Has the bug really been fixed?

  • Authors:
  • Zhongxian Gu;Earl T. Barr;David J. Hamilton;Zhendong Su

  • Affiliations:
  • University of California at Davis;University of California at Davis;University of California at Davis;University of California at Davis

  • Venue:
  • Proceedings of the 32nd ACM/IEEE International Conference on Software Engineering - Volume 1
  • Year:
  • 2010

Quantified Score

Hi-index 0.00

Visualization

Abstract

Software has bugs, and fixing those bugs pervades the software engineering process. It is folklore that bug fixes are often buggy themselves, resulting in bad fixes, either failing to fix a bug or creating new bugs.

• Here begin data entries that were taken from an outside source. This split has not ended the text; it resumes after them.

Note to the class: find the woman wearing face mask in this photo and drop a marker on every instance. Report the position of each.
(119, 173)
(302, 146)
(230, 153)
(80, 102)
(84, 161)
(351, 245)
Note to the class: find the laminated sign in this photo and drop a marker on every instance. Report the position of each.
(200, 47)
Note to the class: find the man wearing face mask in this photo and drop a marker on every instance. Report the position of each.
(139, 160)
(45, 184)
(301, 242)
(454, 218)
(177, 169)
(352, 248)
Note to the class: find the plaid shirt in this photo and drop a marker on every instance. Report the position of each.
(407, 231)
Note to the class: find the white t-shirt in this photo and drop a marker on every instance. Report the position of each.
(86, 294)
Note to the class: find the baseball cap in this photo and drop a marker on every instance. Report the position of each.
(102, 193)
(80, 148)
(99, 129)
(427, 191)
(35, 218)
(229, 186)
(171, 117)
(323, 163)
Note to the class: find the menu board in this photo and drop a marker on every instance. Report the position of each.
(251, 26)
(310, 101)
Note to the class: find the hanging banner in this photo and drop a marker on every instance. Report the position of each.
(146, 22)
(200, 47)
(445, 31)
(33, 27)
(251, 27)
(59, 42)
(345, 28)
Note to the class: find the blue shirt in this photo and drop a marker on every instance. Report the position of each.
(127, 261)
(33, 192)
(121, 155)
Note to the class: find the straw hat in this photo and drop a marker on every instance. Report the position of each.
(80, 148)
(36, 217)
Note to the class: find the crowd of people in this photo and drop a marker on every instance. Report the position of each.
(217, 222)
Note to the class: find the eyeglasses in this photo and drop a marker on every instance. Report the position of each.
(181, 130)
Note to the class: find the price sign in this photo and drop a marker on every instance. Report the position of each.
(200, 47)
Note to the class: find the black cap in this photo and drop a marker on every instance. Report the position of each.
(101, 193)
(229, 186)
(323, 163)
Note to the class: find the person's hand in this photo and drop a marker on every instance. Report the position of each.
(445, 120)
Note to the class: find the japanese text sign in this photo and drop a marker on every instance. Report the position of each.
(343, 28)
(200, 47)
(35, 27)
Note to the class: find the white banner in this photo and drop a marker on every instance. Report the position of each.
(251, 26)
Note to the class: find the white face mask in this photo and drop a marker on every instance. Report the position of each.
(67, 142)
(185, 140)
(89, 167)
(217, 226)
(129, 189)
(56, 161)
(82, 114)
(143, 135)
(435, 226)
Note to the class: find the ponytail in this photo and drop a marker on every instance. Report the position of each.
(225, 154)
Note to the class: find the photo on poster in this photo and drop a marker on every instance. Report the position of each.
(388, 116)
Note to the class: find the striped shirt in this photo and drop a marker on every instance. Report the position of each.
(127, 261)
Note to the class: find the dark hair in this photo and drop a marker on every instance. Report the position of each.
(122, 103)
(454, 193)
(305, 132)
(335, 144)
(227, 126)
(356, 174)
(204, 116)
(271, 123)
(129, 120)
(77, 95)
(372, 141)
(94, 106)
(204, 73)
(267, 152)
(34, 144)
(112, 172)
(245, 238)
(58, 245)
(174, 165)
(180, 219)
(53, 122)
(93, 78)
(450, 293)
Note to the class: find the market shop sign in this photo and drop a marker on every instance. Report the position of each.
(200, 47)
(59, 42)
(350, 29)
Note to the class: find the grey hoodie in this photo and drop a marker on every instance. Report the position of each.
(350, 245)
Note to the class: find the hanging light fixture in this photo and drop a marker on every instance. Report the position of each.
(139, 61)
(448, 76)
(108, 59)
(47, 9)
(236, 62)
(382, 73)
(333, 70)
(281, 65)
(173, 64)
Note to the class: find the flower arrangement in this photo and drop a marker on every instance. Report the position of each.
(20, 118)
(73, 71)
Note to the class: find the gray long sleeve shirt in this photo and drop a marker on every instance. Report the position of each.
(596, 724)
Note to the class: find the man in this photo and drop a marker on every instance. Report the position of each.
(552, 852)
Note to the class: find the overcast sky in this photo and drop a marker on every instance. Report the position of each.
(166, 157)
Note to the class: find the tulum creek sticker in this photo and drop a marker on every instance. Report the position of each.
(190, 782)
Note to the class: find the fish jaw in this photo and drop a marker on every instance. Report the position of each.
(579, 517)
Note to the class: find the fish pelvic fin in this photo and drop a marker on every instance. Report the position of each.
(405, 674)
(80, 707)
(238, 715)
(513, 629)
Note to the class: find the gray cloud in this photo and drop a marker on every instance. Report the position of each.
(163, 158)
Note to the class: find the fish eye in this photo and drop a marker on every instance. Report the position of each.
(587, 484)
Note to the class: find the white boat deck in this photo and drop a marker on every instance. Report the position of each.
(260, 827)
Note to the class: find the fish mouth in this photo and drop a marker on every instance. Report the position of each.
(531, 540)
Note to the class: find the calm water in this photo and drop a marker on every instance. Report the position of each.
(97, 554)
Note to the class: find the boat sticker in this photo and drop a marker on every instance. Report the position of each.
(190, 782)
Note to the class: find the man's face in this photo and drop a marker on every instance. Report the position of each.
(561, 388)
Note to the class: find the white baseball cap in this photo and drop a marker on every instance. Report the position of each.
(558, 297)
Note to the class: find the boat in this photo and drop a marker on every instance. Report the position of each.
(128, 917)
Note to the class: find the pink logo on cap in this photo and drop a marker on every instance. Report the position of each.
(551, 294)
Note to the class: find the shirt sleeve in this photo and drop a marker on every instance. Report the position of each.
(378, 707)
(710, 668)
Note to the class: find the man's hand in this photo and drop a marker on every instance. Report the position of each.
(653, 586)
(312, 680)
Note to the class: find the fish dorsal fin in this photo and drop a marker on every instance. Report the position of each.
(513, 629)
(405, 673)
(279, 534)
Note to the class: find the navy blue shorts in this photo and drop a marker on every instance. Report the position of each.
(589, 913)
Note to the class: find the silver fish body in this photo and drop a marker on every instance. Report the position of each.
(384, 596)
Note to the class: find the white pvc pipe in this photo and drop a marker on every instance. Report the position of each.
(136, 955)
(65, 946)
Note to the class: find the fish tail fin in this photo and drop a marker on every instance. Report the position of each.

To confirm this folklore, we explored bug databases of the Ant, AspectJ, and Rhino projects, and found that bad fixes comprise as much as 9% of all bugs. Thus, detecting and correcting bad fixes is important for improving the quality and reliability of software. However, no prior work has systematically considered this bad fix problem, which this paper introduces and formalizes. In particular, the paper formalizes two criteria to determine whether a fix resolves a bug: coverage and disruption. The coverage of a fix measures the extent to which the fix correctly handles all inputs that may trigger a bug, while disruption measures the deviations from the program's intended behavior after the application of a fix. This paper also introduces a novel notion of distance-bounded weakest precondition as the basis for the developed practical techniques to compute the coverage and disruption of a fix. To validate our approach, we implemented Fixation, a prototype that automatically detects bad fixes for Java programs. When it detects a bad fix, Fixation returns an input that still triggers the bug or reports a newly introduced bug. Programmers can then use that bug-triggering input to refine or reformulate their fix. We manually extracted fixes drawn from real-world projects and evaluated Fixation against them: Fixation successfully detected the extracted bad fixes.